The box took some engineering. Literally. How to make a light-tight box with a projector inside it was a pretty fun puzzle to solve. Fortunately, my wonderful partner is an engineer and has become a collaborator on the construction of my works. Once designed, I used tools from the SE Portland Tool library to construct it. While carefully made, I chose to leave the box unfinished inside and out. This was so that it’s clear that the box is a vessel, not the main attraction. The view port took a lot of planning. It was the way people would relate to the whole piece. It had to look and feel just right and give the right viewing angle and range. A new HDTS friend who also lives in Portland helped me by fabricating the steel shaft, contouring it to the VR headset face mount I’d bought for the rim. It took a lot of doing on my part to figure out how to attach all the components and mount it to the box so that it was sturdy, comfortable, and light tight. 
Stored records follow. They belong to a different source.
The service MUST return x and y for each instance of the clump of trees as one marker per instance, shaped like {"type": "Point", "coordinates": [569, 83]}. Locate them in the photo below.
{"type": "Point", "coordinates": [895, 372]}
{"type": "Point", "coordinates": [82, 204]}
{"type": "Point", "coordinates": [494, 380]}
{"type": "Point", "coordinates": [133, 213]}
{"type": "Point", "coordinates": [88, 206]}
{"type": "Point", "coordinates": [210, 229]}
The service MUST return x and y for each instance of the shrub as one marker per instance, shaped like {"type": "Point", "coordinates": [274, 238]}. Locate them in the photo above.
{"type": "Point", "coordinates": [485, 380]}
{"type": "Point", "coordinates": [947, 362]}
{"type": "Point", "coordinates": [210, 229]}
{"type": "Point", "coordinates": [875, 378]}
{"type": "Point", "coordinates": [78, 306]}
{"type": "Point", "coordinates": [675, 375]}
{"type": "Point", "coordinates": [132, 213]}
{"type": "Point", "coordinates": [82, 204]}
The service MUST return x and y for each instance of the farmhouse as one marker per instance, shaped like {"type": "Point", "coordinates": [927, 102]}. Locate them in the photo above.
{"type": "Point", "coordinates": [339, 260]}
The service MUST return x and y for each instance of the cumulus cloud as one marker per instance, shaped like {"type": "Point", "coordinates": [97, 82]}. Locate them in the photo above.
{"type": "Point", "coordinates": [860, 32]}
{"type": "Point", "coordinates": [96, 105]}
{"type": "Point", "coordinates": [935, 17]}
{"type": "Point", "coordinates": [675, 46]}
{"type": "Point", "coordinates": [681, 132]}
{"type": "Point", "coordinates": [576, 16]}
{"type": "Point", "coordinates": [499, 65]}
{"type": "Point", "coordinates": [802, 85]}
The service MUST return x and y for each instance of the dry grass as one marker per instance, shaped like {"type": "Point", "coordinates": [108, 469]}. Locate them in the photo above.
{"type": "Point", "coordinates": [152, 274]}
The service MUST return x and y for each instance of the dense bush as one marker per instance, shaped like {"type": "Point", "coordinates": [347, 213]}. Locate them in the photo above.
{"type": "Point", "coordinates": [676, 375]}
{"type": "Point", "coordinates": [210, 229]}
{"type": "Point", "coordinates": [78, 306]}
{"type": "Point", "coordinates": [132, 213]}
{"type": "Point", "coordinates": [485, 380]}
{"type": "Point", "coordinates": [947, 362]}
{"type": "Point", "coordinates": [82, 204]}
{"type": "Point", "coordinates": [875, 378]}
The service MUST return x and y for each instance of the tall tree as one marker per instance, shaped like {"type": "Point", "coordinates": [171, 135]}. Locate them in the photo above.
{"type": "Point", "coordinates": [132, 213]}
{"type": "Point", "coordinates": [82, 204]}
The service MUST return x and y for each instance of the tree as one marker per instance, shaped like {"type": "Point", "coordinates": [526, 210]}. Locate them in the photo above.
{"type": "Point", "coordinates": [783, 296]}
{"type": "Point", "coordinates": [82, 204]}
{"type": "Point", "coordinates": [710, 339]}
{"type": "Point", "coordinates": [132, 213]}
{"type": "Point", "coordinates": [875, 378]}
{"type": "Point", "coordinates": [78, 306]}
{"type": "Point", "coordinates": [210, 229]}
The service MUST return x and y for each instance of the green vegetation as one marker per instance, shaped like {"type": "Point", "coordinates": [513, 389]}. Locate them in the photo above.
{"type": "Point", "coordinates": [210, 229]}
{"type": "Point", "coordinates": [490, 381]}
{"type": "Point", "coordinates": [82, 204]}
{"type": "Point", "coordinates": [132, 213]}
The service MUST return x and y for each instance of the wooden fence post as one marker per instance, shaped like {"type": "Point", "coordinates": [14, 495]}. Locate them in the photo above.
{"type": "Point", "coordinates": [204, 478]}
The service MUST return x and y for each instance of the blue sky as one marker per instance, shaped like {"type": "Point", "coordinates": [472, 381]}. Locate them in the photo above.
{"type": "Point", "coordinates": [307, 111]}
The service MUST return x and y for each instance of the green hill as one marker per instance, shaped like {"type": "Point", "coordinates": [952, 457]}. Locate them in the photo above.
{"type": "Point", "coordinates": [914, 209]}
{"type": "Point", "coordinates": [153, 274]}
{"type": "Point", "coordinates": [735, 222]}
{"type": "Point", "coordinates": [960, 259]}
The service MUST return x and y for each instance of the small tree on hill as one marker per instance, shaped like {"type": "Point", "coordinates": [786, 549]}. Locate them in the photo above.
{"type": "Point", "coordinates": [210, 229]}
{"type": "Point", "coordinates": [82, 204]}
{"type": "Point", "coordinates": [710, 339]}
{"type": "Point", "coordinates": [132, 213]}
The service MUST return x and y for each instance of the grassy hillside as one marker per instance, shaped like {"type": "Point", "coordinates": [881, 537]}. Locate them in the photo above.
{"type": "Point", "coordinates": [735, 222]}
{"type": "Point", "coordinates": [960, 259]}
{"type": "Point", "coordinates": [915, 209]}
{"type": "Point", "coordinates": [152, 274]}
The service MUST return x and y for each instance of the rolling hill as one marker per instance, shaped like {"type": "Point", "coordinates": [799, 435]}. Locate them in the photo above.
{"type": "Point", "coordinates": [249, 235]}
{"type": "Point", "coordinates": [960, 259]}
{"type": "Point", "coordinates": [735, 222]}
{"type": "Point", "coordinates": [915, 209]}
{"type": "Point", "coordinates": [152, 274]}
Last came the video. I initially planned only to have animation on the can itself. Using simple white lines moving over a form reveals the complexity of that form in a way that never fails to excite me. Very quickly, though, I remembered the video of those purple mountains that frame Wonder Valley I’d taken from the back seat of the car as we drove out to the artworks that day. That’s the video playing behind and over the can. When installing Wonder Valley, I poured the sand under the can, wanting to recreate as much of its original place as possible.

This work is, in some ways, very different from my previous works. I usually put the viewer in the environment with the objects and light; a bodily relationship. Here, the work and the viewer are kept apart. It doesn’t feel that way, though. Viewing this piece feels immersive, protected, and transportive. To encounter it within the gallery, as it glows from across the room with tempting hints of it’s dancing insides, feels exciting and playful. It holds the histories of early cinema (kinetoscopes, aka “peep shows”), tourism (coin binoculars), national parks, post cards, and advertising, most of which are the grandchildren of white supremacist imperialism, as well as the newness of digital media and finely-tuned projection-mapping. There’s a strange nostalgia and sadness to it, along with the thrill of the spectacle and oddity offered by the work itself. Mostly, though, what I feel in it is loss. It’s the loss of indigenous Americans who were and continue to be exterminated in the name of of imperialist delusions, and the loss of humanity within the settler colonists, themselves. Imperialism pays hush money to the privileged classes but that does not exempt us from enslavement. We just believe the lie that we’re free. And we stand by, believing we’re blameless, while people are caged and slaughtered.